Climate Action

UN: climate talks make 2015 ‘the biggest year since 1945’

2015 is the most crucial year since World War Two with historic climate meetings scheduled, said UN special climate envoy Mary Robinson

  • 20 April 2015
  • William Brittlebank

2015 is the most crucial year since World War Two with historic climate meetings scheduled and agreements due to be signed, the UN special climate envoy Mary Robinson said on Thursday.

With major decisions pending on the sustainable development goals, climate finance and a legally binding climate deal, 2015 is “the biggest year since 1945”, according to Robinson.

According to an International Governmental Panel on Climate Change (IPCC) report released last year, greenhouse gas emissions must peak in 2015 if a dangerous global temperature increase of 2°C above pre industrial levels is to be avoided.
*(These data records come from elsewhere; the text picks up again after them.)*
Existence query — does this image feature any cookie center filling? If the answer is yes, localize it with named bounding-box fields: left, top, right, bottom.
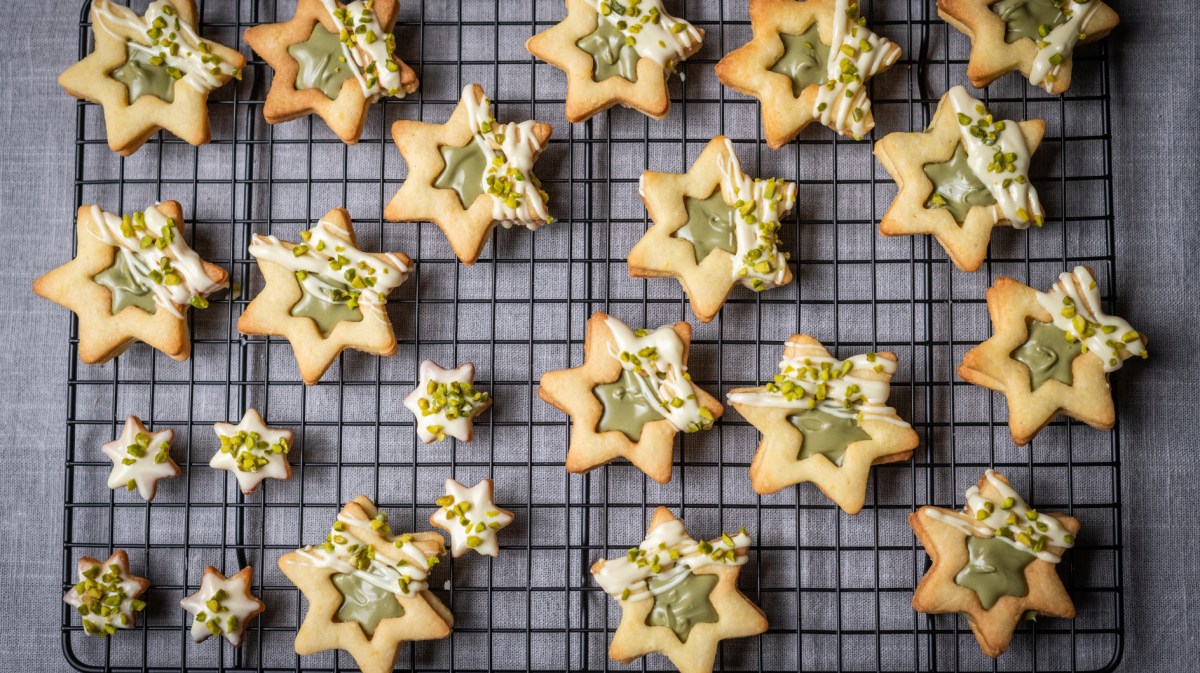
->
left=675, top=190, right=738, bottom=263
left=923, top=143, right=997, bottom=223
left=331, top=572, right=405, bottom=638
left=94, top=251, right=159, bottom=316
left=593, top=370, right=666, bottom=442
left=290, top=279, right=364, bottom=337
left=991, top=0, right=1068, bottom=45
left=788, top=407, right=870, bottom=467
left=769, top=24, right=830, bottom=97
left=645, top=572, right=719, bottom=643
left=954, top=535, right=1034, bottom=610
left=1011, top=319, right=1082, bottom=391
left=112, top=48, right=177, bottom=104
left=434, top=140, right=488, bottom=209
left=577, top=15, right=640, bottom=83
left=289, top=23, right=354, bottom=100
Robinson was addressing the Grantham Institute during her annual lecture at Imperial College London and said that actions in 2015 needed to incorporate sustainable development, human rights and poverty eradication.

The former President of Ireland said: “Now isn’t the moment to get cold feet. 2015 is the moment to catalyse…it is the time for climate justice.”

With nearly 200 nations due to submit emissions reduction plans in advance of the UN climate conference in December, the form of the Millennium Development Goal’s successor and future climate finance will take shape.

Robinson compared the potential agreements of 2015 to the creation of the Bretton Woods institutions and Marshall Plan, which reshaped the post-war global economy.

The UN envoy drew on the example of the Pacific island state of Kiribati, whose president was forced to neighbouring Fuji as rising sea levels threaten its existence.

The country’s “migration with dignity” was clear reason for climate justice, she said.

Robinson, who runs a Foundation for Climate Justice, called for $90 trillion of investment in the next 15 years to low carbon development, and for two-thirds of remaining fossil fuels to be left in the ground.